Materials and Methods: The study was conducted in series one and two of the Shastkalateh forest management plan in Gorgan. A systematic sampling grid with a random start (200 × 150 m) was established, and data on diameter at breast height, species type, and height of selected trees were collected from each sample plot. Additionally, a litter trap (60 × 60 cm, 20 cm deep) was installed in each plot to collect leaves over one year. The collected leaves were transferred to the laboratory, where specific leaf area and dry leaf weight were calculated by species and for all species combined per plot. Furthermore, volume per hectare, basal area per hectare, and number of trees per hectare were calculated for each plot. The developmental stage of each plot was determined using the structural triangle method. The total LAI, species-specific LAI, volume per hectare, basal area per hectare, and number of trees per hectare were compared across the initial, optimal, and decay stages using analysis of variance (ANOVA) and Duncan’s test.

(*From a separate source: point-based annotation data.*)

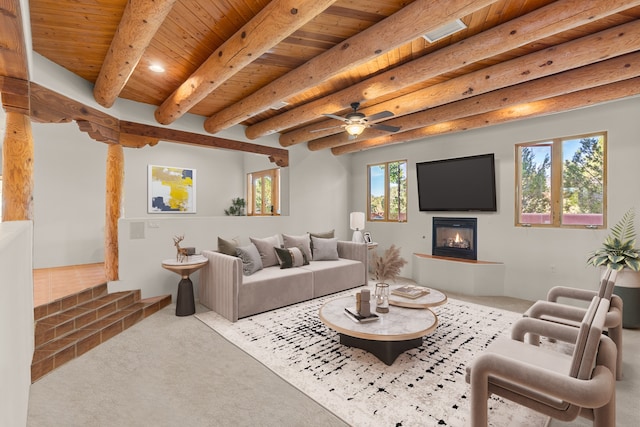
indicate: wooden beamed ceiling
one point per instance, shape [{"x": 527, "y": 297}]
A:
[{"x": 237, "y": 61}]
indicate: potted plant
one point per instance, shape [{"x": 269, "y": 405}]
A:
[
  {"x": 388, "y": 266},
  {"x": 236, "y": 208},
  {"x": 618, "y": 250},
  {"x": 619, "y": 253}
]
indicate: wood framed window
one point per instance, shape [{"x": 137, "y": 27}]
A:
[
  {"x": 561, "y": 182},
  {"x": 263, "y": 193},
  {"x": 387, "y": 199}
]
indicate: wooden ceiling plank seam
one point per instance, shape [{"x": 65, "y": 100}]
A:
[
  {"x": 542, "y": 22},
  {"x": 184, "y": 137},
  {"x": 598, "y": 74},
  {"x": 13, "y": 51},
  {"x": 405, "y": 25},
  {"x": 562, "y": 103},
  {"x": 140, "y": 21},
  {"x": 577, "y": 53},
  {"x": 279, "y": 19}
]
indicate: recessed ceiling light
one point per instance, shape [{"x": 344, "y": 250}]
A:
[
  {"x": 444, "y": 31},
  {"x": 156, "y": 68}
]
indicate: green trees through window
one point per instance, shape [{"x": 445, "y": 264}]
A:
[
  {"x": 562, "y": 182},
  {"x": 388, "y": 191}
]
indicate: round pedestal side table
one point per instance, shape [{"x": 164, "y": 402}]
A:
[{"x": 185, "y": 301}]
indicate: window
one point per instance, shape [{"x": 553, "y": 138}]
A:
[
  {"x": 263, "y": 192},
  {"x": 388, "y": 191},
  {"x": 562, "y": 182}
]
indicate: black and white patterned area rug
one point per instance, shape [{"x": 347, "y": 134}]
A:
[{"x": 425, "y": 386}]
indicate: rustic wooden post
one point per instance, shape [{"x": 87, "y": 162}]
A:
[
  {"x": 17, "y": 169},
  {"x": 115, "y": 180}
]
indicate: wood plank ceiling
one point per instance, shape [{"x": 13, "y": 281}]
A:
[{"x": 235, "y": 61}]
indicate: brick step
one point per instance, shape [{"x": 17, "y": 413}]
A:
[
  {"x": 69, "y": 301},
  {"x": 57, "y": 325},
  {"x": 72, "y": 331}
]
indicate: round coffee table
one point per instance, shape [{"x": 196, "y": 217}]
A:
[{"x": 386, "y": 338}]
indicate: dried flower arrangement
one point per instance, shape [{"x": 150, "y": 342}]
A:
[{"x": 387, "y": 266}]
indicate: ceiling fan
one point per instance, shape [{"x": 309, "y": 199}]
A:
[{"x": 356, "y": 123}]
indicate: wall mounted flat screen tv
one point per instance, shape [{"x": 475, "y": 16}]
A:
[{"x": 460, "y": 184}]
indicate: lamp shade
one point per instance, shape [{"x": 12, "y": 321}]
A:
[{"x": 356, "y": 220}]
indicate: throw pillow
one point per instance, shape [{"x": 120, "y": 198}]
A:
[
  {"x": 291, "y": 257},
  {"x": 324, "y": 249},
  {"x": 302, "y": 242},
  {"x": 227, "y": 247},
  {"x": 250, "y": 257},
  {"x": 265, "y": 248},
  {"x": 322, "y": 235}
]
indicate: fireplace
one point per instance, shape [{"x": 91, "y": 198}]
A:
[{"x": 455, "y": 237}]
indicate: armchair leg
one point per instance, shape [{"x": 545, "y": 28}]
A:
[{"x": 479, "y": 396}]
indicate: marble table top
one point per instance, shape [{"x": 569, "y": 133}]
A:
[{"x": 398, "y": 324}]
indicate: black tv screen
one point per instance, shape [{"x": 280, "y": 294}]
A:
[{"x": 460, "y": 184}]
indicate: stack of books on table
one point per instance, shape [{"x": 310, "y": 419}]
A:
[
  {"x": 353, "y": 314},
  {"x": 410, "y": 291}
]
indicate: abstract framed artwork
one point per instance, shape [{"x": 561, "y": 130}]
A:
[{"x": 171, "y": 189}]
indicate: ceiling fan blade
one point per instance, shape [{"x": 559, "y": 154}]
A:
[
  {"x": 333, "y": 116},
  {"x": 380, "y": 115},
  {"x": 323, "y": 129},
  {"x": 385, "y": 127}
]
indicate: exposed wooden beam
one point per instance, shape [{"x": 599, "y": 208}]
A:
[
  {"x": 140, "y": 21},
  {"x": 613, "y": 70},
  {"x": 99, "y": 133},
  {"x": 278, "y": 155},
  {"x": 275, "y": 22},
  {"x": 48, "y": 106},
  {"x": 409, "y": 23},
  {"x": 544, "y": 22},
  {"x": 113, "y": 208},
  {"x": 15, "y": 94},
  {"x": 136, "y": 141},
  {"x": 558, "y": 104},
  {"x": 13, "y": 51},
  {"x": 17, "y": 168},
  {"x": 592, "y": 48}
]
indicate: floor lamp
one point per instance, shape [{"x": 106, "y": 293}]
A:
[{"x": 356, "y": 222}]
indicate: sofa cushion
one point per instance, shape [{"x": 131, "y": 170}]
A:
[
  {"x": 250, "y": 257},
  {"x": 298, "y": 242},
  {"x": 325, "y": 249},
  {"x": 272, "y": 288},
  {"x": 334, "y": 276},
  {"x": 227, "y": 247},
  {"x": 322, "y": 235},
  {"x": 291, "y": 257},
  {"x": 265, "y": 248}
]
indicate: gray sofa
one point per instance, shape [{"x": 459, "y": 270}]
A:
[{"x": 224, "y": 289}]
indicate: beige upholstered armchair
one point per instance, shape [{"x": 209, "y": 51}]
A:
[
  {"x": 554, "y": 311},
  {"x": 556, "y": 384}
]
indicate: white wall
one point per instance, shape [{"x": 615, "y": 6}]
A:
[
  {"x": 535, "y": 259},
  {"x": 318, "y": 188},
  {"x": 68, "y": 196},
  {"x": 16, "y": 320}
]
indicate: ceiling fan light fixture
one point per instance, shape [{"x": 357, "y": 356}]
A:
[{"x": 354, "y": 129}]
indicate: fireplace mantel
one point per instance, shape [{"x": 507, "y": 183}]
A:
[{"x": 470, "y": 277}]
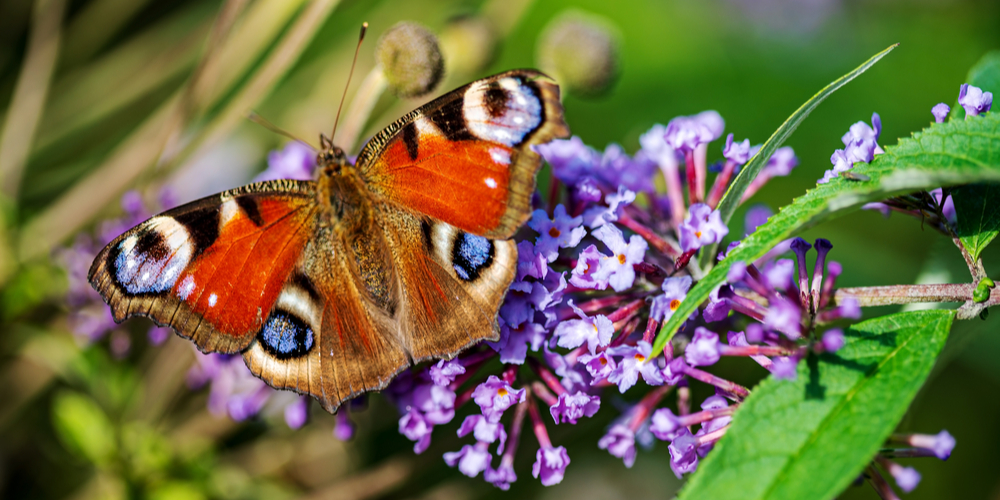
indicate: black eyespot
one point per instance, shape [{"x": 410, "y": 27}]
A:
[{"x": 286, "y": 336}]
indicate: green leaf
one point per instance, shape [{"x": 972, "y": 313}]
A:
[
  {"x": 944, "y": 154},
  {"x": 83, "y": 427},
  {"x": 731, "y": 199},
  {"x": 809, "y": 438},
  {"x": 977, "y": 207}
]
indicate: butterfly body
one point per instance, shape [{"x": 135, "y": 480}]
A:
[{"x": 331, "y": 287}]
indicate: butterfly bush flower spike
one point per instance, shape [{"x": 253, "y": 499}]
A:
[
  {"x": 940, "y": 112},
  {"x": 561, "y": 231},
  {"x": 974, "y": 100},
  {"x": 702, "y": 227}
]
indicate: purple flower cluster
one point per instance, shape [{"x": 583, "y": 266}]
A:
[
  {"x": 860, "y": 145},
  {"x": 566, "y": 340}
]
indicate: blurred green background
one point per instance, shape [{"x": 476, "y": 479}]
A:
[{"x": 77, "y": 423}]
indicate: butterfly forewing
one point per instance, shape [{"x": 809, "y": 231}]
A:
[
  {"x": 330, "y": 288},
  {"x": 210, "y": 269},
  {"x": 466, "y": 158}
]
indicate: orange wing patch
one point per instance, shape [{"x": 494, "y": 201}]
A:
[
  {"x": 466, "y": 158},
  {"x": 211, "y": 269}
]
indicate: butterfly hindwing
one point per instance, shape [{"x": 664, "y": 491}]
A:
[
  {"x": 210, "y": 269},
  {"x": 343, "y": 339},
  {"x": 466, "y": 158}
]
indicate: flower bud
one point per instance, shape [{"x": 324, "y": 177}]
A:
[
  {"x": 410, "y": 58},
  {"x": 469, "y": 44},
  {"x": 581, "y": 52}
]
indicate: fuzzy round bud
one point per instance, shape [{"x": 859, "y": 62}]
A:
[
  {"x": 581, "y": 52},
  {"x": 411, "y": 59},
  {"x": 469, "y": 44}
]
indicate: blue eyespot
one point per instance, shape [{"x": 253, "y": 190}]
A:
[
  {"x": 470, "y": 255},
  {"x": 286, "y": 336}
]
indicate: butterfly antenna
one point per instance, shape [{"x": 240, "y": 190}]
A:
[
  {"x": 361, "y": 38},
  {"x": 260, "y": 120}
]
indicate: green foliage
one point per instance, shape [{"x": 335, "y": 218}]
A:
[
  {"x": 84, "y": 427},
  {"x": 977, "y": 207},
  {"x": 809, "y": 438},
  {"x": 731, "y": 200},
  {"x": 956, "y": 152}
]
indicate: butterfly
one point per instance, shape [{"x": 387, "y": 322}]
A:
[{"x": 332, "y": 287}]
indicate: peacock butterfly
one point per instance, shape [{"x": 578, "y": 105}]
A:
[{"x": 331, "y": 287}]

Findings: Descriptive statistics revealed that total LAI values for the initial, peak, and degraded stages were 6.09, 7.07, and 5.85 respectively, with the peak stage exhibiting the highest LAI. The highest species-specific LAI in the initial and degraded stages was observed in Carpinus betulus (2.44 and 2.33), while Parrotia persica showed the highest LAI in the peak stage (3.28). Standard deviations for volume, tree density, and basal area per hectare were 84.5, 33.52, and 12.41 (initial); 95.6, 40.06, and 9.59 (peak); and 102.5, 28.13, and 6.39 (degraded). LAI standard deviations were 3.52, 4.11, and 2.19 respectively. Duncan’s test indicated no significant differences (P > 0.05) in total LAI, LAI of Fagus orientalis and Parrotia persica, tree density, and basal area across stages. However, significant differences (P < 0.05) were found in LAI of Carpinus betulus, Carpinus orientalis, and stand volume.
Conclusion: The study demonstrated that structural attributes such as LAI, stand volume, basal area, and tree density undergo substantial changes across developmental stages. These variations reflect ecological dynamics including competition, mortality, and regeneration. Recognizing these patterns is vital for understanding forest ecosystem performance and for designing targeted restoration strategies, especially in degraded stands. The findings offer valuable guidance for forest managers and planners in selecting stage-specific interventions to enhance sustainability, biodiversity, and ecosystem services in semi-natural and disturbed Hyrcanian forests
Materials and Methods: The study was conducted in series one and two of the Shastkalateh forest management plan in Gorgan. A systematic sampling grid with a random start (200 × 150 m) was established, and data on diameter at breast height, species type, and height of selected trees were collected from each sample plot. Additionally, a litter trap (60 × 60 cm, 20 cm deep) was installed in each plot to collect leaves over one year. The collected leaves were transferred to the laboratory, where specific leaf area and dry leaf weight were calculated by species and for all species combined per plot. Furthermore, volume per hectare, basal area per hectare, and number of trees per hectare were calculated for each plot. The developmental stage of each plot was determined using the structural triangle method. The total LAI, species-specific LAI, volume per hectare, basal area per hectare, and number of trees per hectare were compared across the initial, optimal, and decay stages using analysis of variance (ANOVA) and Duncan’s test.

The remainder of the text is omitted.